2024 Worlds Preview: Finland

Naisleijonat is looking to get back to the podium after a disappointing fifth-place finish at last year's Worlds. This year, they could just get there.

2024 Worlds Preview: Finland
Photo by Joakim Honkasalo / Unsplash

Where They've Been: Close, But Not on the Podium

Historically, Finland has always been competitive in international play; however, the past few years have not been kind to them, particularly during Worlds. The recent upsurge from Team Czechia has resulted in Finland not seeing a bronze medal since 2021, and in fact last year the Czechs were the only team the Finns lost to all tournament. Add in Switzerland continuing to hang into the mix on their defensive strength, and Finland ended up finishing fifth in 2023 almost by default.

Offensively, the Finns landed just behind the U.S. in goals forced and in the top three nations with the best power play efficiency. They were also tops in fewest goals allowed with just 1.15 per game, good for a 93.39 save percentage. On paper and in practice, they've been better than the teams who have finished ahead of them. So ... what gives?

Where They Are Now: The Roster

Forwards: Anna-Kaisa Antti-Roiko; Elisa Holopainen; Michelle Karvinen; Julia Liikala; Petra Nieminen; Jenniina Nylund; Julia Schalin; Sofianna Sundelin; Susanna Tapani; Noora Tulus; Viivi Vainikka; Sanni Vanhanen; Emilia Vesa

Defenders: Jenni Hiirikoski; Oona Koukkula; Nelli Laitinen; Krista Parkkonen; Sanni Rantala, Eve Savander; Ronja Savolainen; Siiri Yrjölä

Goalies: Sanni Ahola; Anni Keisala; Tiia Pajarinen

Veterans Karvinen and Tapani are back in the lineup after each missing last year's Worlds, Karvinen having just been omitted from the roster (inexplicably) while Tapani played a season with RNK Raisio in Finland's SM Ringette league. Holopainen, back from injury, also returns fresh off of a 57-point season with KaiPa. Each should provide a huge boost and anchor for what was a young forward corps last year and only add depth to complement the offensive prowess of Nieminen (who was second in scoring last year to Caroline Harvey), Tulus, and Laitinen.

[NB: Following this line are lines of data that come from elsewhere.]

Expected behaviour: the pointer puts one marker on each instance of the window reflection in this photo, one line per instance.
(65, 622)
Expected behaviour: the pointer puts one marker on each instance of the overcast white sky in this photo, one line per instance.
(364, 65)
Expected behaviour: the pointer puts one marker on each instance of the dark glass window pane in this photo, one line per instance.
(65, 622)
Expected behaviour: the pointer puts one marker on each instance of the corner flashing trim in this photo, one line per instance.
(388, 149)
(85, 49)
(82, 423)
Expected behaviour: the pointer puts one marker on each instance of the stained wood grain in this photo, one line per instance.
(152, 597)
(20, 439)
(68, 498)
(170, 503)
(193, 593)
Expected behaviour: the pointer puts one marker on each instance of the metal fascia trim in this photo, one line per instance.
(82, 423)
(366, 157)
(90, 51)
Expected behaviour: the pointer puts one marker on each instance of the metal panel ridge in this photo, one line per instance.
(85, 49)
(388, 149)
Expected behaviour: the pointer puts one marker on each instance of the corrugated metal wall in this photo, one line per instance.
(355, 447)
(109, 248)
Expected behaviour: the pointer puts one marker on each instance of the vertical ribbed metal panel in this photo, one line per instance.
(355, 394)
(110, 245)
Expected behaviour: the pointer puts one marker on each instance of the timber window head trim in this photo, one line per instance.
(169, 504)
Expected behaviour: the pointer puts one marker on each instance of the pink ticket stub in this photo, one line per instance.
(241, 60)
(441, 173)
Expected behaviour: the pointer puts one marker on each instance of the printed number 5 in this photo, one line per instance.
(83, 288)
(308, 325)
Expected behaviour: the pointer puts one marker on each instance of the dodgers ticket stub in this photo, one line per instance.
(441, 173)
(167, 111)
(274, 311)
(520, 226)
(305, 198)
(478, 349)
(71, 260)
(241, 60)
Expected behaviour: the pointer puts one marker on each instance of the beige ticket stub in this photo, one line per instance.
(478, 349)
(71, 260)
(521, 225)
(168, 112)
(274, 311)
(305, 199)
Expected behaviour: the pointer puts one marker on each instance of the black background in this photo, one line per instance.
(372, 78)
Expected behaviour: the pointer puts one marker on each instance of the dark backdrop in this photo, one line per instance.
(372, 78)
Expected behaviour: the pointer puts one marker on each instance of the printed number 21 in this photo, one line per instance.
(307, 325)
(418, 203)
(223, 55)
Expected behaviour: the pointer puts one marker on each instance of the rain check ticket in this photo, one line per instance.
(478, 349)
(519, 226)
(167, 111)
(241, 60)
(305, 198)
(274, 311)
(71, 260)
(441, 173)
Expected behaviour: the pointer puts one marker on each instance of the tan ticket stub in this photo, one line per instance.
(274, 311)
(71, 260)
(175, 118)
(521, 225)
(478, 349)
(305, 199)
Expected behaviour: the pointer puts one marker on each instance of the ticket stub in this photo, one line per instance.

Defensively, Yrjölä is back after missing last year's Worlds to illness, and Savander makes her return for the first time in literally years. As a member of the bronze medal-winning team in 2015, her inclusion back into the fold might be indicative of just where the Finnish federation's mind is heading into this tournament.

Meanwhile, in net, Ahola is coming off another huge year backstopping St. Cloud State University in the NCAA (1.72 GAA, .935 save percentage) and is likely to repeat her performance from last year in Brampton, where she led in save percentage with a stunning .67%. Keisala's numbers haven't looked as good on paper, but she's still a capable netminder, and having one of the best blue liners in the world — Hiirikoski — in front of her can only benefit her game.

Who to Watch

Nieminen led the Finns in scoring last year, and I think she's poised to do it again this year even with the added firepower in the lineup. She's an incredibly versatile forward, and just this past season for Lulea, she and Tulus combined for 28 playoff points to win another SDHL championship title (Tulus' seventh, in fact).

Tulus, for her part, topped the league's lists in assists, points, and faceoff percentage, while also matching her personal best in goals (22) with last year's total.

These two are huge when it comes to offense, and I foresee both of them being all over the ice and the scoresheets in Utica. Overall, this entire roster looks amazing and totally ready to give anyone else in Group A a very hard time.

Game Schedule

Finland opens its round robin against (who else) Czechia in Group A play on April 3. Here's the full schedule for pool play:

FIN vs. CZE: April 3, 3 p.m.

CAN vs. FIN: April 4, 7 p.m.

FIN vs. USA: April 6, 7 p.m.

SUI vs. FIN: April 8, 3 p.m.

All times are local to the host city (EDT). TSN will stream games for Canadian viewers, while the U.S. is able to watch via ESPN+ and NHL Network.